The research, co-led by professor Ruihong Zhang from the UC Davis Department of Biological and Agricultural Engineering (who also designed READ in partnership with Sacramento-based tech company CleanWorld) and Professor Kate Scow from the Department of Land, Air, and Water Resources, developed pilot-scale systems to efficiently and consistently separate the solid and liquid portions of food- and manure-based digestates. The researchers then examined the nutrient composition of the solid and liquid biofertilizer products, finding that biodigestate-based fertilizers contain valuable nutrients and microbes not found in many synthetic fertilizers.
In current field trials, the researchers are investigating the effects of each of the biofertilizer products on crop yield and quality. Their preliminary results show that it is possible to grow irrigated processing tomatoes and short-season corn using biofertilizer products as the sole source of fertilizer. The origin of the fertilizer matters, however – manure-based liquid fertilizer formed additional large particles after the final filtration, creating concerns about clogging the drip irrigation system. The team thinks an environmentally benign chemical sometimes added to manure digesters to clean the biogas may be the culprit of the problem, but future research is needed. The solid biofertilizer pellets they developed show much promise, as they can be applied using existing methods for spreading compost and can be economically transported farther away from the digester.

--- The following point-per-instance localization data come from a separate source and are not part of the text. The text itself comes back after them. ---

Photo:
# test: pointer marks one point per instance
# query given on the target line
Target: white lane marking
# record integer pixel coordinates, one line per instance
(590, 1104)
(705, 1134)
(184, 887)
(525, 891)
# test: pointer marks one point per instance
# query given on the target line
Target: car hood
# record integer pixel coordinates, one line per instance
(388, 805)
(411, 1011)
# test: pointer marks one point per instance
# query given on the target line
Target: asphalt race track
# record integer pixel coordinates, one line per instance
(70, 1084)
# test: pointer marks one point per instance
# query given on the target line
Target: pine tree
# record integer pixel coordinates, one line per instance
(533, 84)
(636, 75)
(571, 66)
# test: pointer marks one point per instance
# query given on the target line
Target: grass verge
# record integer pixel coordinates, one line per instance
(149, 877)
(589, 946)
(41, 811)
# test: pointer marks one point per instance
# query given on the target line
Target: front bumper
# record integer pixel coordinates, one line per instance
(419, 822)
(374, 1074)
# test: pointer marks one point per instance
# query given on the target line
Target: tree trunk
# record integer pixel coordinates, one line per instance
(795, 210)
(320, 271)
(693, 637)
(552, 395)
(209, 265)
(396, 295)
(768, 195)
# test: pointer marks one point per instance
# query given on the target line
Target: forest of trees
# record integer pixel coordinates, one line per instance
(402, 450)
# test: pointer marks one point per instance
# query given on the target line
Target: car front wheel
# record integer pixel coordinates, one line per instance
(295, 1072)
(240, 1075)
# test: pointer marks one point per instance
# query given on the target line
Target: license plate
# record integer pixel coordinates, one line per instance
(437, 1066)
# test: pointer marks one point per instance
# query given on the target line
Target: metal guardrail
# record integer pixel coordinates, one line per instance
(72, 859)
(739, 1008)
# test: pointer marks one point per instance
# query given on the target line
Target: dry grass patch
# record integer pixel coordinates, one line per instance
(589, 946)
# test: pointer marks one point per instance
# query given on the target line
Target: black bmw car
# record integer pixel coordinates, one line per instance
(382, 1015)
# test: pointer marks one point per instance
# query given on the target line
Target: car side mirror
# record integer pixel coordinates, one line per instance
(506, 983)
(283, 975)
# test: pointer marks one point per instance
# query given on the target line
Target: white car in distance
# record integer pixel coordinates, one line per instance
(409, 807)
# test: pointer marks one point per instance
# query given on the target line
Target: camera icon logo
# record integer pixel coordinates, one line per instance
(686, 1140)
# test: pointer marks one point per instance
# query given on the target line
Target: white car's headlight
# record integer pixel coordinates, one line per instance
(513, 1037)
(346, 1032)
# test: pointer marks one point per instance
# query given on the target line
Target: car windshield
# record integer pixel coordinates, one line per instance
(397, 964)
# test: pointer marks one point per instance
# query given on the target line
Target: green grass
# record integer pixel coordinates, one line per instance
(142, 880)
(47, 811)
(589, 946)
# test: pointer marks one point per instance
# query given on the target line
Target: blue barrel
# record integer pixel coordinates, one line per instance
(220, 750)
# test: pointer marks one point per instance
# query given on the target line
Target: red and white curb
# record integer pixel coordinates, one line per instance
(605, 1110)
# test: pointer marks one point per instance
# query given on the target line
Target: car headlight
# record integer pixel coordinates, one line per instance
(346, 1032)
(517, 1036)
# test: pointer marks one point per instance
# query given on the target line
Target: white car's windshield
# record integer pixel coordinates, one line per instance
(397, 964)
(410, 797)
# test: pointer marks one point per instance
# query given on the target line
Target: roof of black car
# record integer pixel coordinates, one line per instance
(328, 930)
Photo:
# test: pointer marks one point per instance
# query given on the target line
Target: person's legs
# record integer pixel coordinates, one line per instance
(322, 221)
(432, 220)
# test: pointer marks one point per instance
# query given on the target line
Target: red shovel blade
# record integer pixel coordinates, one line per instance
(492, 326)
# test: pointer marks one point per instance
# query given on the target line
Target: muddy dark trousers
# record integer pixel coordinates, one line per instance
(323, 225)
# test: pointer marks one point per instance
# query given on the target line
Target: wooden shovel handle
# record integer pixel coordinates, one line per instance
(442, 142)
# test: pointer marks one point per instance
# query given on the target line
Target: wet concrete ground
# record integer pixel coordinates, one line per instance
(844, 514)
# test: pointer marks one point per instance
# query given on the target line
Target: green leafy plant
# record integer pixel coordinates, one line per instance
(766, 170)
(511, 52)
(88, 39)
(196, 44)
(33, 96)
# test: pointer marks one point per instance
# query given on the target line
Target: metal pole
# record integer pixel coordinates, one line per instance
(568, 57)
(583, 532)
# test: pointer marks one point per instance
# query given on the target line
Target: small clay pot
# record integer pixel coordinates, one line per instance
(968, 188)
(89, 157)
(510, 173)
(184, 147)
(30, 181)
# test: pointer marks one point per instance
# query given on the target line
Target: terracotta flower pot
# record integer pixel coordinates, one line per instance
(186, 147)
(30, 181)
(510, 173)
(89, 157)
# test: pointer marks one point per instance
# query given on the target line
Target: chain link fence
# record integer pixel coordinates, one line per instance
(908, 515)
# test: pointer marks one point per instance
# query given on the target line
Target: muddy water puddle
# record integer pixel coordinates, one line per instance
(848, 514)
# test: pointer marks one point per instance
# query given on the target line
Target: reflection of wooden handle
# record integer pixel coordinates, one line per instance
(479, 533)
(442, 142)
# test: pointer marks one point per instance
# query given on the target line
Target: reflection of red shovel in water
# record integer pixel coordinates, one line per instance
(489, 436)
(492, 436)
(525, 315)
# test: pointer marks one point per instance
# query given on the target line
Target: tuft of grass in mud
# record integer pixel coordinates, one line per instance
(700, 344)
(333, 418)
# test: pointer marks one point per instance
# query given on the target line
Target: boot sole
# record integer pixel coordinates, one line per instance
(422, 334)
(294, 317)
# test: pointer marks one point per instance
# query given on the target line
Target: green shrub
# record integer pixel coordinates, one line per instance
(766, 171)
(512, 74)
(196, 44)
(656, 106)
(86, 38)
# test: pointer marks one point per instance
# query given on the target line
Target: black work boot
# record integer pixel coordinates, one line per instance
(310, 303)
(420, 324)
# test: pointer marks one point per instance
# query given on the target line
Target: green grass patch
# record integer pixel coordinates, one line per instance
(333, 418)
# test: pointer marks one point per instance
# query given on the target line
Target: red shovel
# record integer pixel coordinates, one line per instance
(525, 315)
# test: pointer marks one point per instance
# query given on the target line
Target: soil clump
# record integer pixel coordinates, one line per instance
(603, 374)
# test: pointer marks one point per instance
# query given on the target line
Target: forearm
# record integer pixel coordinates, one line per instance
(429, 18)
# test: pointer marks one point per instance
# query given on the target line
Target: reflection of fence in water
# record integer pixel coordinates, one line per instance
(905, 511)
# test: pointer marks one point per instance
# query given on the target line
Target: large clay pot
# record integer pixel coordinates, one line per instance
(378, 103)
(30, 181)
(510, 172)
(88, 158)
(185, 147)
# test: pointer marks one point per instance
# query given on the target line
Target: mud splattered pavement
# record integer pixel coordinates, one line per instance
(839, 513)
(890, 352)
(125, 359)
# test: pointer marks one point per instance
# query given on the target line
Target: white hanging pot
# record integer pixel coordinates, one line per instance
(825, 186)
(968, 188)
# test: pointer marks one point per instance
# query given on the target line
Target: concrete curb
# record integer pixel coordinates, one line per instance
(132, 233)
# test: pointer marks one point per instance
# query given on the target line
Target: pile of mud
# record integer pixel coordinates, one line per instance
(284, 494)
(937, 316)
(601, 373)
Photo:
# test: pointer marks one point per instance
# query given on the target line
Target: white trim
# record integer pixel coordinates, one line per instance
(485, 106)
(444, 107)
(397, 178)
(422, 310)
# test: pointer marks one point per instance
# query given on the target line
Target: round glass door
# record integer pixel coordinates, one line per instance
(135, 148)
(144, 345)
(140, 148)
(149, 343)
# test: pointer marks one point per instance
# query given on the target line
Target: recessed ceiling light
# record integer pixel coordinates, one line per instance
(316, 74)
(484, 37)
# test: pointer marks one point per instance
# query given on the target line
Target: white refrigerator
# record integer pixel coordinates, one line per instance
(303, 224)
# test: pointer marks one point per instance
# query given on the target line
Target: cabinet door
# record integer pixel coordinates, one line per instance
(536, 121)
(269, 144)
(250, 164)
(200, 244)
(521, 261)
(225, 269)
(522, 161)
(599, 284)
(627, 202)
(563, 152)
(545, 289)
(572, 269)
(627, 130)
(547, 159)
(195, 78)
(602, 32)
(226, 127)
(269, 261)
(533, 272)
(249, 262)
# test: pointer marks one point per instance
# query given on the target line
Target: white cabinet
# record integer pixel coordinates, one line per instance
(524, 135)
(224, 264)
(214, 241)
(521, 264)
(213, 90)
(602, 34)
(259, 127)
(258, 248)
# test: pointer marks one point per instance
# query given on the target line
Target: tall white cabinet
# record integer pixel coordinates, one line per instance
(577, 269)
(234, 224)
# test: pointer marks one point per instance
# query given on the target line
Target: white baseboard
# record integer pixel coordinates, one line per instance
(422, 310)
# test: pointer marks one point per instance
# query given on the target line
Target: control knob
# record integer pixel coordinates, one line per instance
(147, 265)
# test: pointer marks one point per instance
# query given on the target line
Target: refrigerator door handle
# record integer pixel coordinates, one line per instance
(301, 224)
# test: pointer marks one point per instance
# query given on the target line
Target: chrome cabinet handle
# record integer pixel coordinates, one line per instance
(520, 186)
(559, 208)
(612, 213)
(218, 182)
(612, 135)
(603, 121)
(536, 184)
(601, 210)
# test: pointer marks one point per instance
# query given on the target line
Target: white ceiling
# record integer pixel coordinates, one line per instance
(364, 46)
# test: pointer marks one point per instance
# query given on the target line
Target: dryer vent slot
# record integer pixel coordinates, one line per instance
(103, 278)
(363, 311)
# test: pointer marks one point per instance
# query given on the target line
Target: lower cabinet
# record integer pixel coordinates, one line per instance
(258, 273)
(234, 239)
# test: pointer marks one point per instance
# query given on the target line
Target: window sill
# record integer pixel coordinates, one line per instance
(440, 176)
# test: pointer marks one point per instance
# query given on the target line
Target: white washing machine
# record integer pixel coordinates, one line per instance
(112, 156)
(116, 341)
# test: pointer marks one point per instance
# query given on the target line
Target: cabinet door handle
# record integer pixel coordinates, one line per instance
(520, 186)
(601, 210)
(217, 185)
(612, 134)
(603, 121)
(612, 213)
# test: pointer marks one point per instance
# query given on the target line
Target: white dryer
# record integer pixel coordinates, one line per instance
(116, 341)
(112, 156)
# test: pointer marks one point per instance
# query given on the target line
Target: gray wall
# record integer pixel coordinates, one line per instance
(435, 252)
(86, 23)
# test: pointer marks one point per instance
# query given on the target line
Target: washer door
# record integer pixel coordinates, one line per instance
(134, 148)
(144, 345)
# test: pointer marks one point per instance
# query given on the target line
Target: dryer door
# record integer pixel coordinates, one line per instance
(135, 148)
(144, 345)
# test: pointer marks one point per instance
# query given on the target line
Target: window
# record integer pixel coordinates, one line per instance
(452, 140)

In addition to better understanding the best processes for producing and using the biofertilizers, further research is needed to understand how much of the nitrogen in each of the fertilizer products is available for uptake by the crop, as well as economic analyses to determine the commercial-scale production and transportation costs. The researchers will be able to narrow in on the agronomic and economic potential of biofertilizers through the upcoming analysis of the yield of the corn and tomato experiment plots at Russell Ranch. The results of a tomato experiment recently showed that the digestate fertilizers produced just as much fruit as a popular synthetic fertilizer.
Interdisciplinary research for agricultural innovations
Russell Ranch, a program of the Agricultural Sustainability Institute, is designed as a shared space for interdisciplinary research and innovation. The biofertilizer research, among other active projects at Russell Ranch, is an example of the fulfillment of that intention. “The soil scientists are learning engineering, the engineers are learning biology, and the biologists are learning about soil,” Professor Zhang remarked.
The exchange also extends beyond the university: a recent UC Davis Biofertilizer Field Day drew attendees from the UC Division of Agriculture and Natural Resources, several public agencies, the agricultural sector, other universities, nonprofits, entrepreneurs, and food processors. If the research continues to illuminate a way forward for biofertilizers, these audiences may fill important roles in bringing this new technology into practice – and in recycling your lunch leftovers back into a more efficient and sustainable food system.
More information: UC Davis READ, Russell Ranch, and the biofertilizer research
The UC Davis Renewable Energy Anaerobic Digester was unveiled in 2014 as the nation's largest anaerobic biodigester on a college campus, and represented a unique private-public partnership. Professor Ruihong Zhang invented the anaerobic digestion technology used by CleanWorld, which developed it into one of the most advanced commercially-available digester systems in the country.
Russell Ranch Sustainable Agriculture Facility is a “living laboratory” for interdisciplinary field research and innovation. Its flagship project, the Century Experiment, measures the long-term impacts of energy, water, carbon, and nitrogen inputs on agricultural sustainability in the flagship Century Experiment.
The biofertilizer research collaboration includes Zhang Lab graduate students Tyler Barzee and Hossein Edalati, Scow Lab postdoctoral researcher Daoyuan Wang, and Russell Ranch manager Israel Herrera. Collaborating institutions include CleanWorld, California Bioenergy, New Hope Dairy (Galt, CA), Fiscalini Dairy (Modesto, CA), and Sacramento Municipal Utility District.